OverExposing Color Negative, Decreased Grain - Photo.net Medium Format Forum

Scroll down to Scott Eaton's post.


----------



## Josh66 (Mar 17, 2009)

Enlightening.

I took some at 100 & some at 125 (2/3 and 1/3 over exposed, respectively).  I still have about 10 frames left on that roll - I'll play around outside later.
(edit - took a few at 80 too.)


----------



## Josh66 (Mar 21, 2009)

Just got my film developed, I'm still scanning the negs - but they look pretty good.  Protra 160 can easily handle 1 stop of overexposure.


----------



## Alpha (Mar 24, 2009)

Portra is excellent with overexposure. I don't think it necessarily looks better. But it is a little punchier. Think of it as having much more lattitude.

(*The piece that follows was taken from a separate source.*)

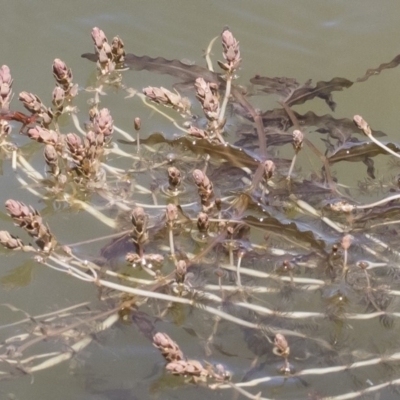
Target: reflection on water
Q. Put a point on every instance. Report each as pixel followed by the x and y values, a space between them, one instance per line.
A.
pixel 292 39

So if you aren't sure, err on the side of over-exposing.


----------



## kingman33 (Mar 27, 2009)

well, to be 
honest I wasn't using *portra*, but *Kodak* Vericolor  VPS, Expired). *...* If you want 
to decrease saturation I would get  *Portra NC* insted of *VC* and if you *...* *VC 160* 
or  400, so i assume that i had *portra 160vc* loaded, i exposed at ISO 100.


----------



## Christie Photo (Mar 27, 2009)

O|||||||O said:


> I have heard that it is better to overexpose this film a little, ...some people saying to shoot it at ISO 100 or 125.
> 
> Anyone do this before?  ...Some people say to overexpose by a full stop (ISO 80)...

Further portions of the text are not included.